Огромная печь разгородила надвое темную быхаловскую щель. В правой половине притулилась приножьем к печке, спрятана за ситцевой занавеской, хозяйская кровать. У стены стол, над столом поясной Никола. Сумрачно смотрит он из-за обсиженного мухами стекла на чадную перед собой лампаду. Тридцать восемь лет назад моложе и веселей был: тогда еще не обманывали угодников керосиновыми смесями. А за киотом торчит высохшая вербочка. Облетели барашки, и уже не весенняя благостынька с веселой, шустрой речки, а розга розгой, недоумков стегать.
Правая половина – молодцовская. В сыром углу, у выхода в лавку, сбиты из старых ящиков коечки для Савельевых ребят. Легкие сны, приятные, не зарождаются в таких углах. Карасьев, зарядский красавец, помещается на полатях, где и теплей и благодатней. Сюда пробирались порой на сочное ярославское тело отощавшие на сухожильном Зосиме Васильиче клопы.
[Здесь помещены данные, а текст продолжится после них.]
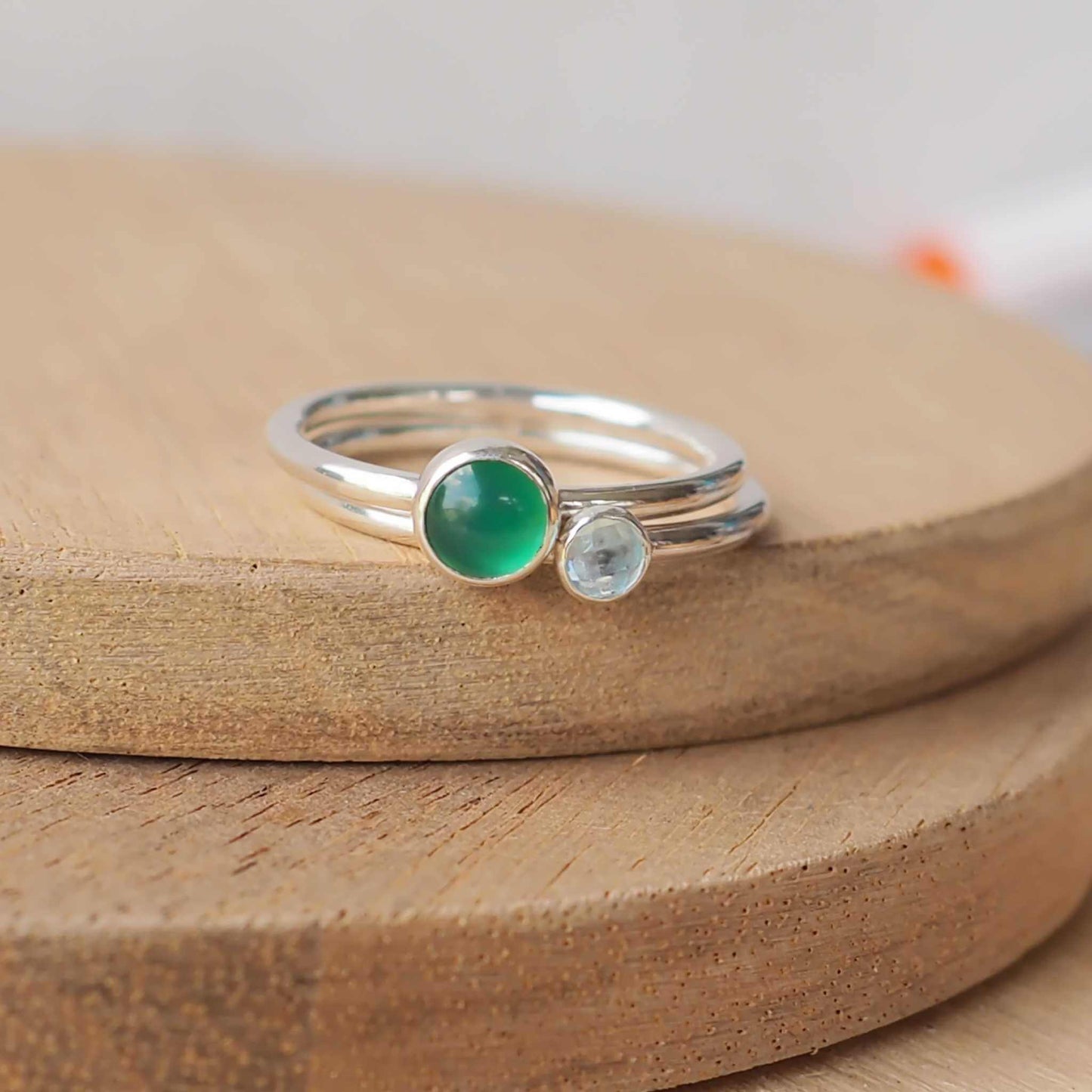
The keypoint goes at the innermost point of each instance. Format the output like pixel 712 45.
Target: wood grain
pixel 1027 1031
pixel 621 922
pixel 163 591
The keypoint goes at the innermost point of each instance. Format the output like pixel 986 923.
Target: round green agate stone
pixel 486 520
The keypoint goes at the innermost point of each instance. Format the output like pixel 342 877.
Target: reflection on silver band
pixel 692 493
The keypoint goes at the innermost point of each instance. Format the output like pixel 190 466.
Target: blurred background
pixel 954 138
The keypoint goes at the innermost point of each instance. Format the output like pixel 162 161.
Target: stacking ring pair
pixel 488 511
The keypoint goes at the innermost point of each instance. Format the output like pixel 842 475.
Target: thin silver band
pixel 694 498
pixel 702 464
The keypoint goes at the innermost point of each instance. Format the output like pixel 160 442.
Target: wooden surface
pixel 163 591
pixel 1027 1031
pixel 620 922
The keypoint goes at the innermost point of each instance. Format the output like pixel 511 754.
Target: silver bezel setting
pixel 469 451
pixel 576 524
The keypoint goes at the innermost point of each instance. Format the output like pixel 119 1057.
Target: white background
pixel 846 122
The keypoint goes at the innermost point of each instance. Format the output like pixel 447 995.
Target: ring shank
pixel 698 466
pixel 692 491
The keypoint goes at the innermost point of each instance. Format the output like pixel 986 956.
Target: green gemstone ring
pixel 488 511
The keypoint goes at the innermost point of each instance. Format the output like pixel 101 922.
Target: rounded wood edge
pixel 1025 1030
pixel 287 660
pixel 615 923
В стене, на которой Никола, проделана дырка-дверь, за нею – комнатушка-крохотка, комнатка-сундучок. Стоят такие сундучки под кроватями богаделенных старушек, открываются туго и поют в проржавелых петлях, по погоде меняя голоса… А таят они в себе молевых червячков, неношеную бабью рухлядь и запахи: прелый – ткани, кислый – железа, горклый – мыла, просфорный – от пыльного божественного сора… Здесь, на сундуке, умерла Быхалова-мать.
Пётр пролежал с полчаса на высоком и твердом подобии кровати, тоскливо поглядывая на полку с недопитыми микстурами, на бескиотную троеручицу в паучином углу; потом поднялся и пошел к отцу. Тот не спал и, лежа на спине, глядел в потолок немигающими глазами.
– Папаша, – тихо сказал Пётр, – я поговорить хочу…
– Эх, да потом, потом! – чуть не хныча, зашевелился отец. – Жалости в вас нету. Сходи вот лучше в подвал, ребята туда убежали. Не наделали бы чего над собой…
– Это в картофельный?.. – покорно спросил Пётр, отходя от отца.
– Да. Спать зови.
Дверь не сразу выводила в подвал. Сперва – сенцы, налево – выход в лавку, направо – четыре темные ступеньки. По ним, знакомо-скользким, прощупывая темноту недоверчивой ногой, спустился Пётр. Последняя, подгнившая, треснула.
Пётр зажег спичку и толкнул низкую дверцу. Спичка потухла, из подвального мрака тянуло плотным теплым ветерком: картофель. Пётр вошел, дверца за ним запахнулась сама. Когда отворял дверь, откуда-то из глубины мрака послышался глухой всхлип. Теперь там стояло совершенное безмолвие.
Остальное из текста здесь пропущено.